Bu konudaki en somut örneklerden biri İtalyan toplumu, basını, sineması ve televizyonudur. Özellikle 2. Dünya Savaşı sonunda kısa süren Yeni Gerçekçilik Dönemi yerini İtalyan Komedisi?ne, özellikle de kara mizaha yer veren çalışmalara bırakmıştır.
İtalya 2. Dünya Savaşı'ndan bir süre sonra yeni bir kalkınma hamlesi başlatmış ve bu süreç ancak 1970'lerde genel bir görünüm kazanmıştır, başka bir deyişle kalkınma hamlesi kırsal kesimin neredeyse en ücra köşelerine bile ulaştığında başarılı olabilmiştir. Savaş sonrası muazzam bir işsizlik, açlık, kaçakçılık, hırsızlık, sahtekarlık, eğitimsizlik, ahlaki ve insani değerlerin yeniden kazandırılması, vs gibi muazzam toplumsal sorunlarla karşı karşıya kalan İtalya bu sorunlarını "sağ" ya da "sol" olarak nitelendirilebilecek politikalarla değil, ikisinin de hem ötesinde hem berisinde kalıp ikisini de içeren ve dışlayan anlaşılması zor ve zamana yayılmış bir politik süreçle büyük ölçüde çözmüştür.
Görünüşe göre kara mizahın yükselişi toplumsal çaresizliğin en yoğun olduğu dönemlere rastlamaktadır. 1950'li yıllarda mevcut muazzam toplumsal, ekonomik ve politik sorunların altından kalkılamayacağı düşüncesinin yol açtığı umarsızlık had safhadadır. Aydınlar, politikacılar, ekonomistler vs kısa vadede bu sorunların altından belli ideolojik yaklaşımlarla kalkmanın olanaksız olduğunu anlarlar. Özellikle İtalyan sinemasının üst düzey entelektüel birikime sahip yönetmenleri bu toplumsal süreci akılcı yeni yaklaşımlarla yönlendirmenin zorluğunu iyice kavradıklarında ideolojik bakış açılarını kimi zaman esneterek, kimi zaman unutarak alternatif düşünceler sunmaya çalışırlar.

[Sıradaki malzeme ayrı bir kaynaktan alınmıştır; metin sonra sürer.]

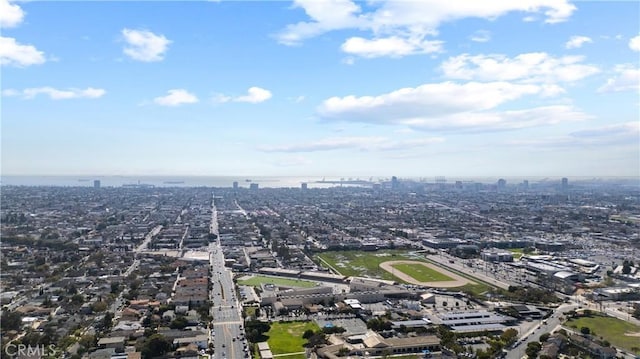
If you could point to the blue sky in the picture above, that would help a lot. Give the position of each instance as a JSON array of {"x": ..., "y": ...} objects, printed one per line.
[{"x": 321, "y": 88}]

Bu dönem İtalyan sineması için işsizlik ve cehalet başta gelen sorunlardır. Dolayısıyla bu konulara yönelirler ve yüzlerce başarılı çalışmaya imza atarlar.
O yıllarda aydınlar aç, sefil, perişan bir toplumu hiçbir ideolojik sloganın harekete geçiremeyeceğini anlarlar. Bir bakıma akıl, mantık dışı sorunlarla boğuşan bu insanlara içinde yaşadıkları dünyayı, ortamı, sistemi göstermeyi, anlatmayı amaçlarlar. Bunu da zaman zaman absürd boyuta ulaşan kara mizahla yapabileceklerini çok kısa bir sürede keşfederler.
Yöntem basittir insanlara en akıl, mantık dışı işler yaptıran nedenleri onları hem eğlendirecek hem de düşündürecek şekilde sunarlar. Seyirciyi bir yandan kahkahalara boğup yere yuvarlarken diğer yandan midesinin sancımasını sağlamaya çalışırlar. İtalyan toplumunun en büyük sorununun zekadan, yaratıcılıktan yoksunluk değil cehalet, eğitimsizlik dolayısıyla sorunlara duygusal çözüm üretme olduğunu göstermeye çalışırlar. Başka bir deyişle bu dönemin İtalyan sinemasının kendi çapında yerine getirdiği en önemli görev İtalyan toplumunu kendi sorunları hakkında düşünmeye itmektir. Dolayısıyla normal zekaya sahip düşünen bir insan bilinçlenmesi gerektiğini eninde sonunda kavramak durumundadır.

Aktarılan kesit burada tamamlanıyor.